Monte Carlo Biscuits with Raspberry Jam, Lemon Curd and Cream Cheese Frosting
Who would say no to a double cookie filled with love and sunshine? Recipe adapted from Masterchef Australia season 7 with some alterations. Use preferably organic produce!
125 gram/4.4 oz. butter
95 gram/3.3 oz. plain flour
1 tsp baking powder
60 gram/2.1 oz. shredded coconut
60 gram/2.1 oz. raw granulated sugar
60 gram/2.1 oz. brown sugar
a pinch of salt
1 small egg, free range and lightly whisked
1 tsp vanilla extract
- Preheat oven to 180 C/356 F.
- Melt the butter and set aside to cool.
- Mix flour, baking powder, coconut, sugars and a pinch of salt in a bowl until combined.
- Pour in the melted butter into the dry ingredients and add the whisked egg and vanilla extract and stir. The batter should be moist but still pliable.

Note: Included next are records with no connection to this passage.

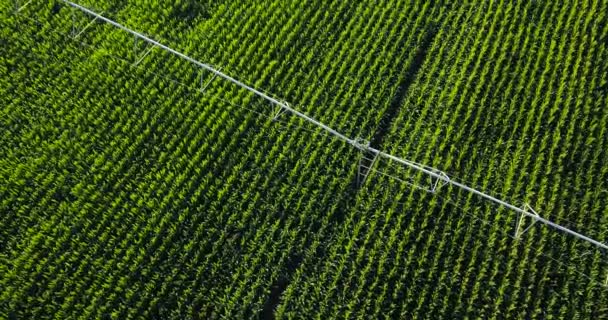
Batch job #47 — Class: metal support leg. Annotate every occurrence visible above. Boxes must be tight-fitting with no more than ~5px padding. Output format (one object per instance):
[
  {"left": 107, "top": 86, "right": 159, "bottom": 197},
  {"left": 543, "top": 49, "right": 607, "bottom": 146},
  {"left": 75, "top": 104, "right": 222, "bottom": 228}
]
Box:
[
  {"left": 200, "top": 67, "right": 222, "bottom": 92},
  {"left": 15, "top": 0, "right": 32, "bottom": 13},
  {"left": 515, "top": 203, "right": 540, "bottom": 240},
  {"left": 357, "top": 152, "right": 378, "bottom": 187},
  {"left": 133, "top": 36, "right": 156, "bottom": 67}
]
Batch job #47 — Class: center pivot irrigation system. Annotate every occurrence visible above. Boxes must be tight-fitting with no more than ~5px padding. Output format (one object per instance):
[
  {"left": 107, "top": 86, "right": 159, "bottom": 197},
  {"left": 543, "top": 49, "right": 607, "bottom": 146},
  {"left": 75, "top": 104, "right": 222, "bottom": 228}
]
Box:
[{"left": 15, "top": 0, "right": 608, "bottom": 285}]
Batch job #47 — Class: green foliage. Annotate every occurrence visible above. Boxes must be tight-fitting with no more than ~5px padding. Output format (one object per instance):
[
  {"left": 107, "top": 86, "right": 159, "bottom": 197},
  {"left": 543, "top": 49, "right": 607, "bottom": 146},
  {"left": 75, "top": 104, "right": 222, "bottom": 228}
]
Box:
[{"left": 0, "top": 0, "right": 608, "bottom": 319}]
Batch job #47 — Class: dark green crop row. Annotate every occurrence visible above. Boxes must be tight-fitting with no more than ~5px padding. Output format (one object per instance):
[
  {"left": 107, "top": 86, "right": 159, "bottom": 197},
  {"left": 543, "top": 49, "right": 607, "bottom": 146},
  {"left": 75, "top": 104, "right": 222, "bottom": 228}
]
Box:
[{"left": 0, "top": 0, "right": 608, "bottom": 319}]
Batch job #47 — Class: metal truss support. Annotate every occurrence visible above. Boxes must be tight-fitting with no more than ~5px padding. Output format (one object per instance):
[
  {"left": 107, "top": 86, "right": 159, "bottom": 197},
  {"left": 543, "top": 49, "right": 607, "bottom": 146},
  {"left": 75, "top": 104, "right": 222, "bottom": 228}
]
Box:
[
  {"left": 515, "top": 203, "right": 540, "bottom": 240},
  {"left": 357, "top": 152, "right": 378, "bottom": 187},
  {"left": 272, "top": 102, "right": 289, "bottom": 121},
  {"left": 15, "top": 0, "right": 33, "bottom": 13},
  {"left": 354, "top": 137, "right": 378, "bottom": 188},
  {"left": 200, "top": 67, "right": 222, "bottom": 92},
  {"left": 430, "top": 170, "right": 450, "bottom": 193},
  {"left": 133, "top": 35, "right": 156, "bottom": 67}
]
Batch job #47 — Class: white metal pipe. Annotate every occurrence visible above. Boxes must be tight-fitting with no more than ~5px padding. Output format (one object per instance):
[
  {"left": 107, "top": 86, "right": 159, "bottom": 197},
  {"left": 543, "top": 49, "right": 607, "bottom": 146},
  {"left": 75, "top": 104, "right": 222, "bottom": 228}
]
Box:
[{"left": 62, "top": 0, "right": 608, "bottom": 250}]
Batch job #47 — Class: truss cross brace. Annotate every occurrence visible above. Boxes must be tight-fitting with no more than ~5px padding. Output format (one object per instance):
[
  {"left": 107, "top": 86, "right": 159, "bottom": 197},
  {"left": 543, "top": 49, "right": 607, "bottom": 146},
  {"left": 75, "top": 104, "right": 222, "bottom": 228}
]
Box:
[
  {"left": 515, "top": 203, "right": 540, "bottom": 240},
  {"left": 133, "top": 36, "right": 156, "bottom": 67},
  {"left": 200, "top": 67, "right": 222, "bottom": 92},
  {"left": 430, "top": 171, "right": 450, "bottom": 193},
  {"left": 15, "top": 0, "right": 33, "bottom": 13},
  {"left": 357, "top": 144, "right": 378, "bottom": 187},
  {"left": 272, "top": 102, "right": 289, "bottom": 121}
]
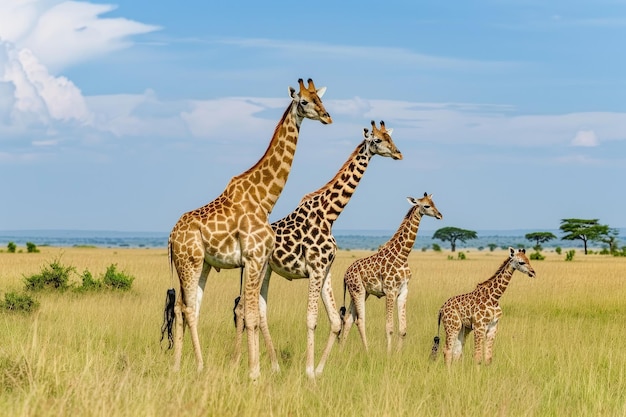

- Roll tablespoon sized balls and place them on a parchement covered baking tray. Flatten each cookie with a floured fork.
- Bake for 10–12 minutes or until golden. Let cool completely before filling.
- Assembly: When you have your fillings ready (see below), pipe or spoon cream cheese filling on a cookie bottom and then place a generous dollop of raspberry jam or lemon curd on top. Finish of with a second cookie, like a sandwich. Done! You should eat the cookies kind of right away, but I’ve stored some in the fridge until the next day and they still taste delicious. A bit more chewy, but that’s not a problem for me. Bon appétit.
I’ve posted my yummy-jammy recipe here.
I used this beautiful Lemon Curd recipe, with the addition of 1/2 vanilla pod and seeds. While the curd is cooling you can leave the pod in to get as much flavor out of it as possible.
Cream Cheese Filling
Ok, so there are no actual recipe for this filling. I just whipped room temperatured cream cheese (125 gram/4.4 packet) in a bowl until it was light and fluffy. Then I added a small chunk of room temperatured butter and whipped some more. If you like butter, then add some more. Finally, I added a couple of tablespoons of homemade raw powdered sugar (this is awesome and you can get the magical recipe here!) until I got the sweetness I prefer, which is not too sweet. Just make sure the frosting is still thick and holding together and not getting soupy, in that case you’ve added to much sugar. You can squeeze some lemon juice in here for a more tangy flavor or add some vanilla bean seeds for another level of sweetness. Or vanilla extract works fine as well. Sometimes it feels good to just go by instict and let your palate guide you outside the box.